Dans les choix de François Bugingo comme de la chaine publique, il y a donc aussi la volonté de mettre fin aux amalgames entre les extrémistes qui commettent des actes meurtriers au nom de l’islam et la très grande majorité des adeptes de cette religion.

«C’est un sujet pour bien des téléspectateurs, notamment au sein de la population musulmane, explique M. Cormier. Nous avons aussi des journalistes qui sont d’origine arabe et parfois musulmane avec qui on discute. Il a aussi fallu statuer sur les images à diffuser. À Radio-Canada, nous ne diffusons pas les vidéos, mais des images captées de celles-ci. Nous essayons aussi de trouver d’autres images des otages afin de leur rendre leur dignité humaine. Mais ça reste très difficile à couvrir car la zone est très dangereuse pour les journalistes.»

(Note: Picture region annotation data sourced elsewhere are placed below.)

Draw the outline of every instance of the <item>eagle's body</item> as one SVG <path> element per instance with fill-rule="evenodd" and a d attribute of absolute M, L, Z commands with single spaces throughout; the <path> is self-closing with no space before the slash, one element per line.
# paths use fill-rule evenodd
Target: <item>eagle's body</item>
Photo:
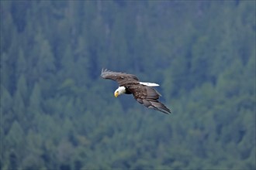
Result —
<path fill-rule="evenodd" d="M 119 84 L 119 88 L 115 91 L 115 97 L 126 94 L 133 94 L 136 100 L 148 108 L 170 114 L 171 110 L 157 99 L 161 94 L 152 87 L 159 86 L 157 83 L 140 82 L 139 79 L 133 74 L 118 73 L 107 70 L 102 70 L 102 77 L 115 80 Z"/>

Marie-Ève Bédard est correspondante au Moyen-Orient pour la SRC depuis un peu plus d’un an. Tous ses déplacements sont évalués selon les risques encourus et elle est aujourd’hui accompagnée d’un garde de sécurité personnel.

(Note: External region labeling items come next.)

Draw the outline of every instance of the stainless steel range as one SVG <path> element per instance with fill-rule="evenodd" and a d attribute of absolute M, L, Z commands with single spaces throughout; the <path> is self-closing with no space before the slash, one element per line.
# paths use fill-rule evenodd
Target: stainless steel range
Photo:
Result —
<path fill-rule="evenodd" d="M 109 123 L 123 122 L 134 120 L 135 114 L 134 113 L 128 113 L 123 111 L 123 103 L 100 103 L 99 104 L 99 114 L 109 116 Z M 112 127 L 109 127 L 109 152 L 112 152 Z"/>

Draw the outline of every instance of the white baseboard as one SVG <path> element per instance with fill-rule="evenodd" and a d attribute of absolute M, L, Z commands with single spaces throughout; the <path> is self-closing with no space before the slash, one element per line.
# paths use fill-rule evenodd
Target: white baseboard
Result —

«On est en constant contact avec eux pour nous assurer que tout va bien, raconte le directeur de l’information. On a une cellule de crise qui peut s’activer à tout moment si jamais il y a un problème. On est très conscient des dangers et on prend toutes les mesures nécessaires, tout en permettant à notre journaliste de faire son travail.»

Protéger ses sources

 De son côté, François Bugingo dit avoir de plus en plus de difficultés à obtenir des informations sur le terrain.

«J’avais une vingtaine de contacts il y a un an sur cette zone, nous dit-il, mais j’en ai de moins en moins. À l’intérieur de la Syrie, j’avais encore une source, mais je pense qu’elle est en mouvement, qu’elle essaie de sortir. J’ai encore trois défenseurs des droits de l’homme sur place mais je ne les utilise pour ainsi dire plus pour ne pas les mettre en danger. Est-ce qu’il faut suivre l’exemple de l’AFP qui ne prend plus de collaborateurs en zone de guerre pour ne pas les mettre en danger? C’est une question très sensible et périlleuse parce que si la seule information que l’on ait et celle des terroristes, c’est extrêmement dommageable. Est-ce qu’on va faire l’impasse sur le sujet parce qu’on refuse d’être leurs porte-voix? Ou est-ce qu’on considère que c’est quand même de l’information même si ça provient des militants islamistes? On va y aller au cas par cas.»

Alors, dans ce contexte très manichéen et où le mal est clairement identifié, est-il seulement possible pour les journalistes de questionner l’opportunité de l’intervention de la coalition en Syrie? Pas tout de suite, répond celui qui a été dans le passé président Canada de Reporter sans frontières.

«L’intervention est assez facilement défendable pour l’instant, estime-t-il. Mais notre rôle sera de parler aussi des dérapages, des dommages collatéraux, etc. Rappelons que l’occident, en intervenant contre les positions de Daech, soutient un gouvernement qu’il ne voulait pas aider au départ… mais pour l’instant, c’est difficile de faire dans la nuance. Il faut comprendre l’indignation légitime des populations, ici. Lorsque l’émotion retombera, on pourra commencer à questionner certaines choses. Mais il faudra le faire avec beaucoup de tact et de sensibilité.»